Wildlife conservation: Just in time for the international whaling conference, the Japanese government has transfigured the consumption of whale meat into an act of patriotism. The campaign is meant to stir up public opinion against the ban on whaling. But the younger Japanese, who have grown up mainly on hamburgers and Cornflakes, are showing less and less of an appetite for whale meat. Most whale meat ends up in restaurants or supermarkets. But being extremely expensive, demand is declining: in Shimonoseki, for instance, ten paper-thin slices of whale blubber cost 2300 yens (20 euros). In 2000 alone, the markets were left with some 220 tonnes of the luxury product.

"Shot through the Shoulder on the Similaun"

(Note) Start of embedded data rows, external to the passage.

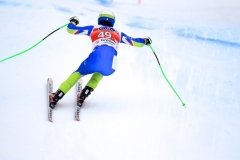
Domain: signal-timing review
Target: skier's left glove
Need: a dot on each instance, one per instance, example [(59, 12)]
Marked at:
[(74, 20), (148, 41)]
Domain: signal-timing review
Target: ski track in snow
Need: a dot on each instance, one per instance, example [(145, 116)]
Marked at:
[(133, 114)]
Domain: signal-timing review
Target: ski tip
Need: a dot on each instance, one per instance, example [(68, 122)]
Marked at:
[(50, 120)]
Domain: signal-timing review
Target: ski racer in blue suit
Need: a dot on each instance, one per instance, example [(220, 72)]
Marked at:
[(102, 61)]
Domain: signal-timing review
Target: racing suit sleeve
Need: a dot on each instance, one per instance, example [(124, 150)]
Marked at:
[(85, 30)]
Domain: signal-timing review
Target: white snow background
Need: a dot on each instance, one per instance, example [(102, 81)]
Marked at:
[(133, 114)]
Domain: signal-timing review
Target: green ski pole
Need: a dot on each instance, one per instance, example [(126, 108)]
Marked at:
[(166, 77), (33, 45)]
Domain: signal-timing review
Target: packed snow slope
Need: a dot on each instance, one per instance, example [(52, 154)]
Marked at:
[(133, 114)]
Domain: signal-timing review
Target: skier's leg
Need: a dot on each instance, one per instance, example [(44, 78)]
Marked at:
[(90, 86), (95, 79), (71, 80), (64, 88)]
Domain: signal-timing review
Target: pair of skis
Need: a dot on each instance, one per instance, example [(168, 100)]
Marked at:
[(78, 92)]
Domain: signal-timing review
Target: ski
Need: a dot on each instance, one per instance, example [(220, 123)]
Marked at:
[(79, 90), (49, 91)]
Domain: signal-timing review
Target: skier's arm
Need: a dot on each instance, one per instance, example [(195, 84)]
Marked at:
[(73, 29), (137, 42)]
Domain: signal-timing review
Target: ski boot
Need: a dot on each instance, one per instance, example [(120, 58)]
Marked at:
[(55, 97), (84, 94)]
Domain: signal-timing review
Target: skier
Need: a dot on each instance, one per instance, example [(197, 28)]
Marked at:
[(103, 59)]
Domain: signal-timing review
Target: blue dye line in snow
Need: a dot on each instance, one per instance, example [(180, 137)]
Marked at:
[(104, 2), (211, 40), (218, 41), (9, 3), (62, 9)]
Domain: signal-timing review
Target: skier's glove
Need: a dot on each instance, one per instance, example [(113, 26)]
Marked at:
[(148, 41), (74, 20)]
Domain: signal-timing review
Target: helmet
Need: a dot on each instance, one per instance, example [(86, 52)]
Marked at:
[(106, 18)]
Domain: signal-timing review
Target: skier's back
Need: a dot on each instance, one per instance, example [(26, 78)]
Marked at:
[(102, 61)]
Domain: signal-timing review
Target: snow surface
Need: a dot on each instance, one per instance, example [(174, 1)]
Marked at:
[(133, 114)]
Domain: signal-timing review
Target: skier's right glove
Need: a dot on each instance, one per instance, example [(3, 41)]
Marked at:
[(148, 41), (74, 20)]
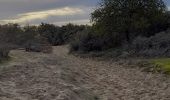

Archaeology: Splintered bones and an arrow in the back - the file on Ötzi the Iceman has turned into a murder investigation. The Iceman bled to death after a fight. This brutal picture is also in line with recent Stone Age finds. Researchers have discovered 5000-year-old mass graves containing mutilated skeletons. When the ancient Tyrolean died from his injuries on the roof of Europe, a social revolution was under way in the plains below. The end of the Neolithic Period (3400 to 2200 BC) was accompanied by feverish dynamic change. Egypt was on the verge of inventing hieroglyphs, the first cities were being built on the Euphrates, and the division of labour was beginning. Now it is clear that these radical changes had also gripped the north.

"Thumb on Heart"

Debates: Gerhard Schröder invited the author Martin Walser to the SPD's party headquarters in Berlin for a discussion - and found himself facing fierce protests. Paul Spiegel, head of the Central Council of Jews in Germany, said that he was "upset" and "hurt" by this exclusive invitation. Apparently he still has vivid memories of the argument between Martin Walser and Ignaz Bubis over Walser's speech in the Church of St. Paul's on being awarded the peace prize of the German Publishers Association - a protracted, bitter argument that was watched with rapt attention by the media.

"The Unfinished"

Bicycle racing: First Jan Ullrich was involved in a hit-and-run incident with a blood-alcohol level of 141 millilitres, then he cancelled his participation in the Tour de France. The head of his team is distancing himself visibly, irritated by the model athlete's lack of professionalism. Has the comprehensive care and attention devoted to Ullrich in fact spoiled him? Instead of curing the wonder boy's passiveness, it seems to have been promoted. Lance Armstrong, three-time winner of the Tour, hates losing when it matters; Ullrich doesn't like having to win. Armstrong enjoys winning; Ullrich enjoys cycling - usually, that is.